Risparmio energetico
Grazie all'attuazione di numerosi progetti di ottimizzazione energetica, a partire dal 2010 nello stabilimento di Bolzano si arriverà a risparmiare il 16% circa del consumo annuale di gas (=122.400 euro all'anno) e a risparmiare il 4,7% circa del consumo annuale di corrente elettrica. Nello specifico le misure di risparmio in attuazione sono:
• sostituzione di una delle due caldaie a vapore esistenti (5,6 t/h) con un modello più recente (10,0 t/h). Il nuovo modello dispone di un "economiser": i gas di scarico della caldaia vengono utilizzati per preriscaldare l'acqua di alimentazione. Inoltre il migliore isolamento della nuova caldaia consente di ridurre il calore irradiato. Il grado di efficienza registra così un miglioramento dell'8% circa, il che si traduce in un risparmio dell'8% circa sul consumo annuale di gas (=60.000 euro all'anno).
• Con la fine di dicembre l'acqua di condensa nella produzione di yogurt è stata convogliata in uno scambiatore di calore che preriscalda l'acqua calda dell'impianto di riscaldamento degli uffici. A tale scopo è stato installato uno scambiatore termico a piastre e sono state posate nuove tubazioni. Tutto ciò si è tradotto in un risparmio del 2% circa sul consumo annuale di gas (=17.000 euro all'anno).
• Grazie all'isolamento di numerosi tubi è stato possibile evitare perdite di calore. Sono stati isolati i tubi del riscaldamento dell'officina, dell'impianto per il mantenimento in caldo del latte per lo yogurt, numerosi tubi del vapore e dell'acqua calda nel settore produttivo, scambiatori di calore nei locali commerciali e tubi di alimentazione del vapore degli impianti d'imbottigliamento dello yogurt. Tutto ciò si è tradotto in un risparmio del 4% circa sul consumo annuale di gas (=30.000 euro all'anno).

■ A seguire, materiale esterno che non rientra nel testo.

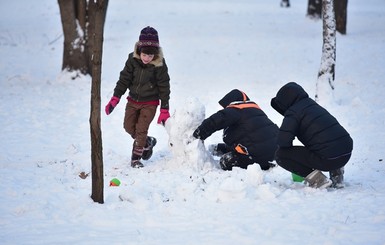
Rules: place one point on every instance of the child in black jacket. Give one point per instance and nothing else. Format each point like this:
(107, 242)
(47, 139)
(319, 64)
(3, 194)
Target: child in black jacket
(249, 135)
(327, 146)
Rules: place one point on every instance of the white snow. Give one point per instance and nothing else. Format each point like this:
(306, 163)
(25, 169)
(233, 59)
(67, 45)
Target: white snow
(181, 196)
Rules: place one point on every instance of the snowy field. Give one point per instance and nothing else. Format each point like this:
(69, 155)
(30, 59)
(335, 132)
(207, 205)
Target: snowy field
(181, 196)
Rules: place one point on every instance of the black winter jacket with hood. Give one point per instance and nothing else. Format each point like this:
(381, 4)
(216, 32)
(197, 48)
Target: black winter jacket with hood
(145, 82)
(313, 125)
(244, 123)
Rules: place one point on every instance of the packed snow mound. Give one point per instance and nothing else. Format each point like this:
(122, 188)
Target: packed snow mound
(185, 149)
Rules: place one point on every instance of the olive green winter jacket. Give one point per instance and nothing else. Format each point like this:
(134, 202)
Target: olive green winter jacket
(145, 82)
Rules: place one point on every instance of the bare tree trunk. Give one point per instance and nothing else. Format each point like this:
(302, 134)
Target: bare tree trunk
(285, 3)
(314, 9)
(326, 74)
(98, 8)
(77, 21)
(74, 43)
(340, 7)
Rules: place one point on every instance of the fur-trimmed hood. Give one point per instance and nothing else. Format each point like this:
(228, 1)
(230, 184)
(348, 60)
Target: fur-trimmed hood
(158, 61)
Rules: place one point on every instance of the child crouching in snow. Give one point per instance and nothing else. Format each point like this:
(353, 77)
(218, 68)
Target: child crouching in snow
(249, 135)
(327, 145)
(145, 75)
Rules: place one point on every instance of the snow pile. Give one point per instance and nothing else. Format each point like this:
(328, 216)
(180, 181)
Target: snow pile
(186, 150)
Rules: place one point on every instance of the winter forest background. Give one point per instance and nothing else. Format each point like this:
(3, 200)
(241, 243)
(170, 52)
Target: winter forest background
(181, 196)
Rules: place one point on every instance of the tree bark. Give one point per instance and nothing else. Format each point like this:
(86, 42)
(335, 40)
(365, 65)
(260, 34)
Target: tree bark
(326, 74)
(98, 8)
(340, 7)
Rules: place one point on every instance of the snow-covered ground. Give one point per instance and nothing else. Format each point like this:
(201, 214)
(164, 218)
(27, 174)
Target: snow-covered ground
(180, 196)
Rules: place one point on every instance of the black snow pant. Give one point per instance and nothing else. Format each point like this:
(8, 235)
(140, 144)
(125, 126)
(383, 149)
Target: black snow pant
(301, 161)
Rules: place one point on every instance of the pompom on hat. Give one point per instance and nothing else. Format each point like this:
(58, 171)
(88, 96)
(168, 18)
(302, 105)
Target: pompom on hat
(148, 38)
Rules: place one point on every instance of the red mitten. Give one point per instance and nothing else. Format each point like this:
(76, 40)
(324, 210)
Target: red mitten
(112, 104)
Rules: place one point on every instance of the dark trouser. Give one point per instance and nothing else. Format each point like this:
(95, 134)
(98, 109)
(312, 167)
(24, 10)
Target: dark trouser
(137, 121)
(301, 161)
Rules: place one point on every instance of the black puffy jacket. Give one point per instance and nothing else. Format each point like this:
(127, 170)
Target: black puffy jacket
(244, 123)
(313, 125)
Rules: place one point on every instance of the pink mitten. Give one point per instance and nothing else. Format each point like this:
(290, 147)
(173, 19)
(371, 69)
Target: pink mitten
(112, 104)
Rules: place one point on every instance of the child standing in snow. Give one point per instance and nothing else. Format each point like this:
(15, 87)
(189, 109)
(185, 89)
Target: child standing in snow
(327, 145)
(145, 75)
(248, 134)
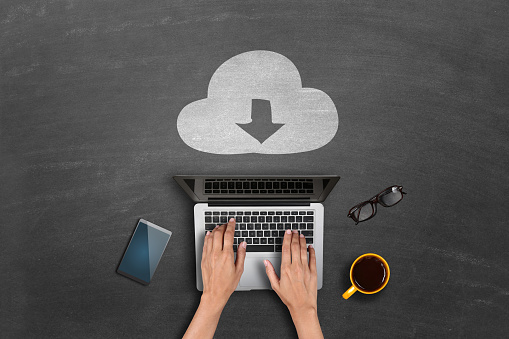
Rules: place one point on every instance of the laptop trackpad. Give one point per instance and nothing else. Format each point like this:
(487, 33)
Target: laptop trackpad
(254, 275)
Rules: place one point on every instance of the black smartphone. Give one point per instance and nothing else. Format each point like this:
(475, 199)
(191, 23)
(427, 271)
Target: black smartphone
(144, 251)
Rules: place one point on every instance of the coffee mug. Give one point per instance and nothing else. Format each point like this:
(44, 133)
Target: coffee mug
(369, 274)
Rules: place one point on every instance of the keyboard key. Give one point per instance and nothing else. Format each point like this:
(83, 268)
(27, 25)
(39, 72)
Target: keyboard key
(260, 248)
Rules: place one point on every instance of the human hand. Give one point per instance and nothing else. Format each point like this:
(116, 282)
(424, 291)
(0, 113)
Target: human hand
(220, 272)
(297, 286)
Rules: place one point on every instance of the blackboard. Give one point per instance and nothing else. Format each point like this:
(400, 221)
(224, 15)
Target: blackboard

• Per evitare perdite di vapore, a fine dicembre 2009 sono stati sostituiti numerosi separatori di condensa e rubinetti d'intercettazione difettosi (nel complesso 40 separatori di condensa). Tutto ciò si è tradotto in un risparmio del 2% circa sul consumo annuale di gas (=15.400 euro all'anno).
• A fine dicembre la pressione di servizio è stata diminuita da 5,5 a 4,0 bar. L'operazione è stata possibile in quanto le pompe per l'acqua dolce, l'acqua ghiacciata e l'acqua tiepida esistenti sono state sostituite da nuovi sistemi di pompaggio con controllo a regolazione di frequenza. Tutto ciò si è tradotto in un risparmio annuale di ca. 129.000 kWh (=18.000 euro all'anno).
• È stato possibile evitare perdite d'aria sostituendo tubi dell'aria compressa porosi e valvole difettose, installando ugelli più sottili e staccando le linee aeree. Tutto ciò si è tradotto in un risparmio del 3,2% circa sul consumo annuale di corrente elettrica (=40.000 euro all'anno).
• Installazione di un impianto fotovoltaico sul tetto della società Senni a Brunico. L'impianto ha una potenza totale di 269,70 kWp. Nel corso dell'anno possono quindi essere prodotti ca. 305 MWh di energia elettrica, corrispondenti al fabbisogno energetico annuale di 90 abitazioni. L'impianto ha coperto il 5,3% circa dei costi di energia elettrica della società Senni, con un conseguente risparmio annuale di 207 tonnellate di CO2.